While I am proficient in both Python and R, I’ve always found a stronger affinity for coding in R due to several packages that make coding fun and easier - as compared to Python. I’m definitely not advocating that one language is better than other. Far from it! Rather, I just prefer to code in R and use RStudio as my preferred IDE (which can also be used for Python!).

Last year, I had the privilege of attending a few conferences (related to stats & machine learning) across the US and one of the most popular statements I kept hearing was the R cannot be used for production use and Python was way better. So in my job, I took it upon myself to prove that R could be used in a production setting.

And I proved just that!

How I did it (at a very high level)

Believe it or not, my overall methodology (in terms of R packages) was not very complex. It essentially consisted of the following 5 steps:

  1. Data wrangling & analysis with {tidyverse}

  2. Data modeling with {tidymodels} & the associated packages for models such as:

    • random forest: {ranger}
    • support vector machines: {e1071}
    • deep learning: {keras}, {reticulate}
    • xgboost: {xgboost}
  3. Develop package & create bundle

    • this is a key step
  4. {plumber} to generate APIs to interact with R functions within package

  5. Deploy via Docker

Lesson Learned: Creating a Package is Key

By creating an internal package (i.e., not releasing to CRAN), I was able to create all of the necessary functions and the appropriate documentation in one bundle. This enables reliable documentation at the source and not having to create another documentation on another system (thus increasing the amount of maintenance required from me).

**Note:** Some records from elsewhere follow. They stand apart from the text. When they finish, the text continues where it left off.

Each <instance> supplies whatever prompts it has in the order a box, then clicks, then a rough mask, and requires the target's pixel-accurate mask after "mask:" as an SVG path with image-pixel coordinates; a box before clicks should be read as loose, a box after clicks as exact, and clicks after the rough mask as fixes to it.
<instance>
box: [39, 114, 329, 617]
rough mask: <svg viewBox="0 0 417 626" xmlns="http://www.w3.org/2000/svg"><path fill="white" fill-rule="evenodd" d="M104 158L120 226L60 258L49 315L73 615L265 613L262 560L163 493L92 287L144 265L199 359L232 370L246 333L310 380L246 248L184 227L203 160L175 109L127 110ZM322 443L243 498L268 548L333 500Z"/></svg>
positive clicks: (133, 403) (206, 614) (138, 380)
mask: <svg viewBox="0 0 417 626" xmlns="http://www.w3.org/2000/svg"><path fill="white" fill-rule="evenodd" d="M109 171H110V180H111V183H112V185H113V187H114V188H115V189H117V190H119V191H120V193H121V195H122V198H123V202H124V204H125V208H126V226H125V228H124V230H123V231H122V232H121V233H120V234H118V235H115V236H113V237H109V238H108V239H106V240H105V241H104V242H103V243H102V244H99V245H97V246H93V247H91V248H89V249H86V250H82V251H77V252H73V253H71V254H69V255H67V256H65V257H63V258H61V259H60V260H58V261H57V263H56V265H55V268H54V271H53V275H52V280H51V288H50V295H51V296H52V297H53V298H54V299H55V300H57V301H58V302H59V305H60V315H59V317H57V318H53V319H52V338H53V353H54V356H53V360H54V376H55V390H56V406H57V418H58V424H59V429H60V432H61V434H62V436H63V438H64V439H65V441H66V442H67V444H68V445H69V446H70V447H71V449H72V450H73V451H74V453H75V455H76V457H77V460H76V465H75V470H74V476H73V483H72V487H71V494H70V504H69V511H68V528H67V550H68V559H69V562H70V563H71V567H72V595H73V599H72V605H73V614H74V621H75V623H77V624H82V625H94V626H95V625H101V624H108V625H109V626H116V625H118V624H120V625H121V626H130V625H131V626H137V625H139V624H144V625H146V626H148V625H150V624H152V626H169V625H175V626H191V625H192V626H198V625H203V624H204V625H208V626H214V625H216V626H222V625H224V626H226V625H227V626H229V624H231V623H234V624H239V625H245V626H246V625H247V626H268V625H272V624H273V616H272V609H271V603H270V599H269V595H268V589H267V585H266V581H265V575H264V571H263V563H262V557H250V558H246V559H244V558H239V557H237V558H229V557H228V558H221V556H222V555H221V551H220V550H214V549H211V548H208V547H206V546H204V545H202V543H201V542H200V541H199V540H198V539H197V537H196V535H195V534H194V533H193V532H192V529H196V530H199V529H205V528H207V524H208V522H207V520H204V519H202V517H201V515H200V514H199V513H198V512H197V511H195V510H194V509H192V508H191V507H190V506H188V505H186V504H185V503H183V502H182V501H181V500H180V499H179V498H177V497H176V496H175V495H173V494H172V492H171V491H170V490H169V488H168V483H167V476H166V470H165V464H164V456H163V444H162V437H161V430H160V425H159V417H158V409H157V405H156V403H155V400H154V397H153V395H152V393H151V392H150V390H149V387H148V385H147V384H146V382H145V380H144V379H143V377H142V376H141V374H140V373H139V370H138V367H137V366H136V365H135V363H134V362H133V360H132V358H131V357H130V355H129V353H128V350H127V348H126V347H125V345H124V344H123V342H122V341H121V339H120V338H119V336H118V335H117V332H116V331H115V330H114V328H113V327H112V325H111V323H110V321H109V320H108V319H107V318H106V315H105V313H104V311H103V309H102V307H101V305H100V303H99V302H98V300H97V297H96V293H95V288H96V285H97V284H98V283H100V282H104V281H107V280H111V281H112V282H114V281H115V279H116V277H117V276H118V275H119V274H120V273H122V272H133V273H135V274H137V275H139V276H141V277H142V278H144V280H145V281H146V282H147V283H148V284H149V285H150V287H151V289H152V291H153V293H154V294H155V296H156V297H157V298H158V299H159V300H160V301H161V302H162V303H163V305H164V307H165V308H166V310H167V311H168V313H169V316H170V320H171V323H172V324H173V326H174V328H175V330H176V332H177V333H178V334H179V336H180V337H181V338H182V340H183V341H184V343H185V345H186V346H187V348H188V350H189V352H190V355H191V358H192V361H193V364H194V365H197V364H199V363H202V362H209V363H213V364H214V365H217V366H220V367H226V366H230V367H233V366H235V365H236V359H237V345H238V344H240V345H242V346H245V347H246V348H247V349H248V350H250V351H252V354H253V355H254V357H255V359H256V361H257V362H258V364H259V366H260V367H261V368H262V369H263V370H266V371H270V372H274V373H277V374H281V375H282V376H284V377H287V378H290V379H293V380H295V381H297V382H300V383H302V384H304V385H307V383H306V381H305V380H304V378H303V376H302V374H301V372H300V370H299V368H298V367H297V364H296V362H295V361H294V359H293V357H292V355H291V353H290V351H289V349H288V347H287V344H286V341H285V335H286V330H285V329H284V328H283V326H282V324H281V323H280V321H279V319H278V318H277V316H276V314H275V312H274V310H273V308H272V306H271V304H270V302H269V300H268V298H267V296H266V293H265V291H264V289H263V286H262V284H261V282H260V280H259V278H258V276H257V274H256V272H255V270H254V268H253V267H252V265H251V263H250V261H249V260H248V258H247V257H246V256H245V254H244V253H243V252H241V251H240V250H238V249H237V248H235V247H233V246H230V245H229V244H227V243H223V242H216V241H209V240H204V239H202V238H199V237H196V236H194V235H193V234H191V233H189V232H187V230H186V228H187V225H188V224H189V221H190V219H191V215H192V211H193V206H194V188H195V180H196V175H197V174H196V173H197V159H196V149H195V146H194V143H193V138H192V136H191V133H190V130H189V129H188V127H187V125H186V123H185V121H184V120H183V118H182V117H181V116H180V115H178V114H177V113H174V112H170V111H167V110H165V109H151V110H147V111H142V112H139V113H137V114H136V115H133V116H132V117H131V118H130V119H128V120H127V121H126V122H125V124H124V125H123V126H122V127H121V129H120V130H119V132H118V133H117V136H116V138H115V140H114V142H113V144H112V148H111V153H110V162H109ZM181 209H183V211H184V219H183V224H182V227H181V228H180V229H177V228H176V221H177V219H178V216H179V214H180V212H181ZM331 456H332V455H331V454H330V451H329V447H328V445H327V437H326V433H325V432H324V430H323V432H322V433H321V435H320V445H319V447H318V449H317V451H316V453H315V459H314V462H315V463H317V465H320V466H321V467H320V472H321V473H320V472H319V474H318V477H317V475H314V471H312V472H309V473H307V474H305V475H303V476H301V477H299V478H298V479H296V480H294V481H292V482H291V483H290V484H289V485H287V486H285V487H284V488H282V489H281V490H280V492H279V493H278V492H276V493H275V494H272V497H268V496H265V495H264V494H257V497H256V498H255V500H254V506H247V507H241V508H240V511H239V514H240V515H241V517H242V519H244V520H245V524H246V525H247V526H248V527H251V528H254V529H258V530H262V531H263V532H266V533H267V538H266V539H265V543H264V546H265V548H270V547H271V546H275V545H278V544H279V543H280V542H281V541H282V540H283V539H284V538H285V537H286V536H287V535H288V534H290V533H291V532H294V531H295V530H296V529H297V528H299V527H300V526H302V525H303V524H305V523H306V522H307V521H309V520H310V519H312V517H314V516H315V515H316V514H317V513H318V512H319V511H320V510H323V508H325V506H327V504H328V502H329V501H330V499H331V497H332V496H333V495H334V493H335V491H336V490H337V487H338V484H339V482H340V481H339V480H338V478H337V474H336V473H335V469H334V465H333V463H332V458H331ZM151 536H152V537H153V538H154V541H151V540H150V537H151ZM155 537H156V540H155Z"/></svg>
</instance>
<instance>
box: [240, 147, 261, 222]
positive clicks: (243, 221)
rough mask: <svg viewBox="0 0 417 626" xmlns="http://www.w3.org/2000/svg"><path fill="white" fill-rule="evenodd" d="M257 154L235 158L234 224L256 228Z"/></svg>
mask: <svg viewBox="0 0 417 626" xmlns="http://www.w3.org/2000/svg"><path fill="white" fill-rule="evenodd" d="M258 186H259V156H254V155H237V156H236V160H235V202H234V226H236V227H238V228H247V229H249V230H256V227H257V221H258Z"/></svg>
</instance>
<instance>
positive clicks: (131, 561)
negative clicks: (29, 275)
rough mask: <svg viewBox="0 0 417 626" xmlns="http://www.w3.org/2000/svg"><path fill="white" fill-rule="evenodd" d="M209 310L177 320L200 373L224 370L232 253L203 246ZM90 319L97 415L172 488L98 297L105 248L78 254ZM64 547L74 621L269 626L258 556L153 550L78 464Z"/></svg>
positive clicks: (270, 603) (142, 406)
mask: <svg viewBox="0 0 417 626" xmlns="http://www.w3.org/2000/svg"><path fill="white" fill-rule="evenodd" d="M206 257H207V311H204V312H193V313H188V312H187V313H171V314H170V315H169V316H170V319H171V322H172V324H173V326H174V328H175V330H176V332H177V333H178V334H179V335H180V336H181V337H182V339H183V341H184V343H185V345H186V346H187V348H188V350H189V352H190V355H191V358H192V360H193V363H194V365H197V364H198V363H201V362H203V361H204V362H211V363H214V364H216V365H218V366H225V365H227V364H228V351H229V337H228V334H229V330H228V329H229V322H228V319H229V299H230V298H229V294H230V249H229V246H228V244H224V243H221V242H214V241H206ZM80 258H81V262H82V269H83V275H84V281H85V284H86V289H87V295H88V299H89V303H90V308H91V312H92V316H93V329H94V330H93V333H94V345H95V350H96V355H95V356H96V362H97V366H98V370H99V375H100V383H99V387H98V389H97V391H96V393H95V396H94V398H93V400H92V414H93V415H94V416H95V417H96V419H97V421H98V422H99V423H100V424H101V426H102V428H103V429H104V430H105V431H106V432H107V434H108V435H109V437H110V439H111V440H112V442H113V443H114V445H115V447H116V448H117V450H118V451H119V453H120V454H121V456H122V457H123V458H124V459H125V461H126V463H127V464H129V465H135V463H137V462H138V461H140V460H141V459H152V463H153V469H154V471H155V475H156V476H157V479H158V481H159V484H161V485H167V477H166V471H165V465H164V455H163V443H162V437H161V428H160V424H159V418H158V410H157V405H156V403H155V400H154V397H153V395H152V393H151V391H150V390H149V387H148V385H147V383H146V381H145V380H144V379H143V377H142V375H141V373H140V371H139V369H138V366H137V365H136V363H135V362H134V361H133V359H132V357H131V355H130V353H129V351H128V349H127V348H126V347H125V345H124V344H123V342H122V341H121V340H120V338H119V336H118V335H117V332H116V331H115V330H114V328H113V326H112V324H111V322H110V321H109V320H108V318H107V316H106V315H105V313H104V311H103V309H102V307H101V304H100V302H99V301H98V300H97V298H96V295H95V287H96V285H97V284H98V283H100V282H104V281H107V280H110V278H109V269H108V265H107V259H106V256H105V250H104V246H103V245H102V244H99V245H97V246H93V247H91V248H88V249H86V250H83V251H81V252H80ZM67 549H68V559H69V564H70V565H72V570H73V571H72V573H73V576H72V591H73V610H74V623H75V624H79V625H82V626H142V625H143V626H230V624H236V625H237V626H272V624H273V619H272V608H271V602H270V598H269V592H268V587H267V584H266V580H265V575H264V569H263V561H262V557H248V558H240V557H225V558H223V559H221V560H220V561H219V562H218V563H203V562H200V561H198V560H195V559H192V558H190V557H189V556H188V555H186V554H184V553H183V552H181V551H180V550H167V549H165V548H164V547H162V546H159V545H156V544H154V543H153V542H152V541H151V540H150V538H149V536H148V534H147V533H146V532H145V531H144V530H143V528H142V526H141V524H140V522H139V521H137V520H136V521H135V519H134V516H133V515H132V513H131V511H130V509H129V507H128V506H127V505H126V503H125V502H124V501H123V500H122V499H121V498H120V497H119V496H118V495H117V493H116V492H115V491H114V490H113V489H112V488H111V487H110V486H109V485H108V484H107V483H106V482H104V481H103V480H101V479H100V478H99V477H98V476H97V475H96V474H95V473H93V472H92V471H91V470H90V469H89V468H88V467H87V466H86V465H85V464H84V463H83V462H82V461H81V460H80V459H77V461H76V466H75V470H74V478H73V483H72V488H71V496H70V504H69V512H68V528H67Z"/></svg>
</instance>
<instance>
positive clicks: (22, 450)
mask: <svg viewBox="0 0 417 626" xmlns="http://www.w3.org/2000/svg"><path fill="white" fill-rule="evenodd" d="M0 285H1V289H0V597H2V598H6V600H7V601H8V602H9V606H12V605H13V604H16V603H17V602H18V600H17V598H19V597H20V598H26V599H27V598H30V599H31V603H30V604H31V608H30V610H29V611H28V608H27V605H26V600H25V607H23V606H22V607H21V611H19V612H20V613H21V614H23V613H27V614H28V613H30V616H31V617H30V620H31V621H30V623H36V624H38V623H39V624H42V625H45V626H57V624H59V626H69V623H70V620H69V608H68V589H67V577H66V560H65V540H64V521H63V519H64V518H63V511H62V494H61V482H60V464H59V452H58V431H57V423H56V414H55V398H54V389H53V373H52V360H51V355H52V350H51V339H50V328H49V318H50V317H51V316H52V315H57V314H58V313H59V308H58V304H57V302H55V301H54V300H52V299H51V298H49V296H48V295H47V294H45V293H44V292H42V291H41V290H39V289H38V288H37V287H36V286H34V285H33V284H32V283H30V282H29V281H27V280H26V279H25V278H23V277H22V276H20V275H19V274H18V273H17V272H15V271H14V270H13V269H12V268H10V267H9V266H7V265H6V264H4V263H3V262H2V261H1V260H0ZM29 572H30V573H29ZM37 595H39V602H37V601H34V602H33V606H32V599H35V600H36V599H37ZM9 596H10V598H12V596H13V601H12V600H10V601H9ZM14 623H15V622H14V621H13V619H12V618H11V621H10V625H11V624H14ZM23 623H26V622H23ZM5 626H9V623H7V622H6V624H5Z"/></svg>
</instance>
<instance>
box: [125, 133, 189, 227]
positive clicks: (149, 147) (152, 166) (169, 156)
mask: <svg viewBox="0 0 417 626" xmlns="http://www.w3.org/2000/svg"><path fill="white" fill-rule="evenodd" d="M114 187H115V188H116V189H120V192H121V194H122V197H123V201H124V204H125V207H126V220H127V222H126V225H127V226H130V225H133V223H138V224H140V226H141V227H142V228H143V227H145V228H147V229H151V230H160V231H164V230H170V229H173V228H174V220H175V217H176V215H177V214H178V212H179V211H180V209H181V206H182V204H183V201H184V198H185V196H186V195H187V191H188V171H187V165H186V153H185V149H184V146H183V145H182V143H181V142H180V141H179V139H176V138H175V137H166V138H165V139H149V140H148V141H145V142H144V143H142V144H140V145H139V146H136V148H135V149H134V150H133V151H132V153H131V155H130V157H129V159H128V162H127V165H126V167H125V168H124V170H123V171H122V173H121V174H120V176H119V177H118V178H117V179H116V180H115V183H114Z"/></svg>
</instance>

Deploying the package via Docker enables me to keep the models up to date with minimal post-modeling work. For instance, if I need to update a model, I simply have to commit an updated package bundle to the specific git repo and an automated workflow will kick off and tell the Docker image to use the newer package. Internally, we’ll keep track which model version created each prediction.

Lesson Learned: Working with Dev team early on prevented many issues

In order for my plumber APIs to be effective, I worked with the dev team members early on to understand how and what information will be sent to my models. This ensured that I built in the appropriate steps to handle errors and transformations so that my models could run error-free. Without this interaction early on, I could not have understood how or what my API needed to do. This is also how I learned that Docker containers would be the most prudent way to have a stable, consistent, and predictable environment for my APIs to work correctly. Furthermore, I knew exactly what the expected outputs would need to be and optimized my code to run quickly & efficiently. In the end, once data are received by my API, the outputs are made available in less than 300 milliseconds - which is more than acceptable for our business needs.

R can be used for production

Anyone that says that R cannot be used in a production setting doesn’t really understand how or why. I’m not arguing that R models are the best to use, but they can be implemented. In fact, Jacqueline Nolis from T-Mobile and her team were able to deploy a tensorflow model using R & Docker. Now that is awesome!